Oberbürgermeister Maximilian Friedrich trifft aus Schöntal ein. Er zeigt ein Handyfoto eines stattlichen Polstersessels, den sie aus einem kleinen See gezogen haben. Er freut sich, in dem Backnanger Teilort mit einer stattlichen, bunt gemischten, generationsübergreifenden Gruppe unterwegs gewesen zu sein. In der Runde mit Erstem Bürgermeister Stefan Setzer, Bauhofleiter Rafael Bidlingmaier und Tiefbauamtsleiter Lars Kaltenleitner fällt die Bilanz zur Putzete positiv aus. Konnten Schulen und Kindergärten schon während der Woche losziehen, ist der Samstagvormittag vor allem für Vereine, Institutionen und Initiativen der klassische Einsatztermin. „Wir möchten das auch weiterhin so handhaben, die Putzete hat ja auch einen sozialen, gesellschaftlichen Charakter“, sagt Setzer. Darüber, dass das Müllaufkommen abgenommen hat – auch entlang der Bundesstraße, sprich überörtlich – wertet die Runde positiv und hofft auf eine Art Trend, im Idealfall vor dem Hintergrund eines gestiegenen Umweltbewusstseins. Im Umfeld von Schnellrestaurants finden sich aber immer noch sehr viele achtlos weggeworfene Abfälle.

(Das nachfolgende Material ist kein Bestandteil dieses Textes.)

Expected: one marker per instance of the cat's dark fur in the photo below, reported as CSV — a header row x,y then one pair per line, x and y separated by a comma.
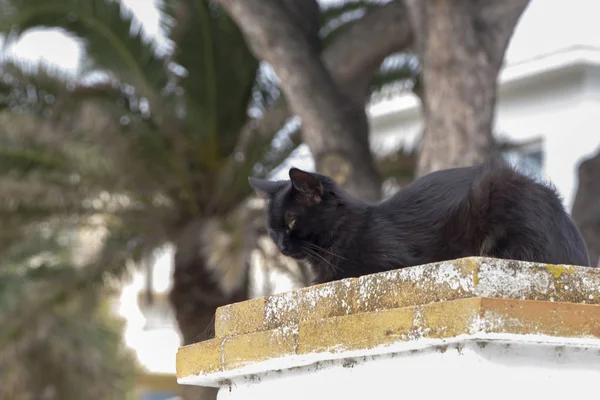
x,y
487,210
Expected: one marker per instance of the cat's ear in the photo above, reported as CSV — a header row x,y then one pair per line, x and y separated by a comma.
x,y
265,189
308,185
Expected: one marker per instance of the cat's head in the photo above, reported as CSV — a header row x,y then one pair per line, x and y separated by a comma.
x,y
302,212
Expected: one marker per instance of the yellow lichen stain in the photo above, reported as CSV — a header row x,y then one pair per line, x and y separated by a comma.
x,y
558,270
470,265
476,276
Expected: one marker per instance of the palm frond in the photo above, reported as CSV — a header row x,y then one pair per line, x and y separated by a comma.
x,y
219,73
113,39
72,347
336,17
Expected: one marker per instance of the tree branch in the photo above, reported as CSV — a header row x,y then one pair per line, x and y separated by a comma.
x,y
499,20
273,37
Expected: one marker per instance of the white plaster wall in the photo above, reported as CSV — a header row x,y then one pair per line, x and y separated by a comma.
x,y
563,109
489,370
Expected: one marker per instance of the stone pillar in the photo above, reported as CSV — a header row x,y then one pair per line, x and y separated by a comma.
x,y
473,328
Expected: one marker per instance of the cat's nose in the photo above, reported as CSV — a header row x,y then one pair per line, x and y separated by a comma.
x,y
282,243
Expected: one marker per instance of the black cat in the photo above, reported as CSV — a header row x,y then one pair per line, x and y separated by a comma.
x,y
487,210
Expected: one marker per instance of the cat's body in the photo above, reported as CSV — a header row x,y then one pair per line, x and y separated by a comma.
x,y
488,210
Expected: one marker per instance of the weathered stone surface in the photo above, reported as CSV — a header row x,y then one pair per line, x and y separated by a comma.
x,y
449,280
373,330
470,299
259,346
202,358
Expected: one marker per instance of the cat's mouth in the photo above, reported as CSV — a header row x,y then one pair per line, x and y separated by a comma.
x,y
293,254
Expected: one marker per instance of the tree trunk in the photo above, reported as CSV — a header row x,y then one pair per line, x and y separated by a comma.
x,y
196,294
461,45
334,125
586,206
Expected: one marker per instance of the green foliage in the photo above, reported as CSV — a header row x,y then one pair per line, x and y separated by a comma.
x,y
112,38
71,350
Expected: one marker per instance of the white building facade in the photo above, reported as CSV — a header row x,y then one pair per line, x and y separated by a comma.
x,y
548,97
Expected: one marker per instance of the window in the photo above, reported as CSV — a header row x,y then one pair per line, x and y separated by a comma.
x,y
159,314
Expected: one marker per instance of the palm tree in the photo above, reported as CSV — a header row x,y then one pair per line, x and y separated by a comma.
x,y
143,148
71,351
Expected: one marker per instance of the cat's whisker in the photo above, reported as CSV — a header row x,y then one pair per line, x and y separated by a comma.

Pfandringe als sinnvoller Baustein

Eine Wiederverwendung von Behältnissen liegt da als Alternative zu Einwegsystemen auf der Hand. Passend dazu haben Oberbürgermeister Maximilian Friedrich und Lars Kaltenleitner am frühen Samstagmorgen den Startschuss für einen der vier weiteren Pfandringe gegeben, die nun in Backnang genutzt werden können. Vor einem Jahr hat die Stadt auf Initiative des Stadtjugendrings eine solche Miniplattform für Pfandflaschen als Teil eines Mülleimers in der Grabenstraße vor dem dortigen Drogeriemarkt eingerichtet (wir berichteten). Auf ihr können Findlinge beziehungsweise Exemplare abgestellt werden und sich so Menschen anbieten, die das Pfand einlösen möchten. Maximilian Friedrich sagt: „Die Erfahrungen aus dem ersten Pfandring in der Grabenstraße waren sehr positiv. Die Ausweitung des Projekts auf weitere Abfalleimer ist damit eine logische Konsequenz – insbesondere in den hoch frequentierten Bereichen rund um die Innenstadt. Auch wenn wir uns alle wünschen, dass niemand finanziell auf das Sammeln von Pfand angewiesen ist, tragen die Pfandringe der Realität Rechnung. Sie bieten all diesen Menschen die Möglichkeit, Pfand zu sammeln, ohne dafür menschenunwürdig im Müll wühlen zu müssen.“ Lars Kaltenleitner ergänzt: „Wichtig für den Nutzen der Pfandringe ist vor allem unser eigenes Verhalten. Nur wenn wir unser Pfand auch in die Pfandringe stellen, anstatt sie in den Müll zu werfen, kann das Projekt auch gelingen.“

Flurputzete in Backnang: Reinemachen mit Gemeinschaftsfaktor

Oberbürgermeister Maximilian Friedrich mit Tiefbauamtsleiter Lars Kaltenleitner und Bauhofleiter Rafael Bidlingmaier (von links) beim neuen Pfandringstandort im Biegel, der ab sofort genutzt werden kann. Fotos: Alexander Becher

Die Stadt Backnang stattet vier neue Standorte beziehungsweise Mülleimer mit Pfandringen aus

Bilanz Bei der 37. Murr-, Bach- und Flurputzete Backnang haben sich rund 1300 Menschen beteiligt. Zu den kuriosen Fundstücken gehört ein altes Schlauchboot, das in Germannsweiler aufgetaucht ist. Rafael Bidlingmaier schätzt, dass rund zehn Container Müll zusammengekommen sind, was etwa 15 bis 20 Tonnen entspricht.

Pfandringe Backnang hat mit dem System Pionierarbeit geleistet. Die Stadt ist die erste und bislang einzige Kommune im Kreis, die Pfandringe an öffentlichen Mülleeinern angebracht hat. Im Biegel beim Brückengeländer an der Sulzbacher Straße ist nun nach dem ersten in der Grabenstraße im März des vergangenen Jahres ein weiterer Pfandring installiert worden. In den nächsten Tagen kommen drei weitere Standorte hinzu: an der Murrpromenade auf Höhe der Murrtreppe, am Annonaygarten sowie im Kreuzungsbereich zwischen Uhland- und Schillerstraße. Die Kosten liegen bei etwa 280 Euro.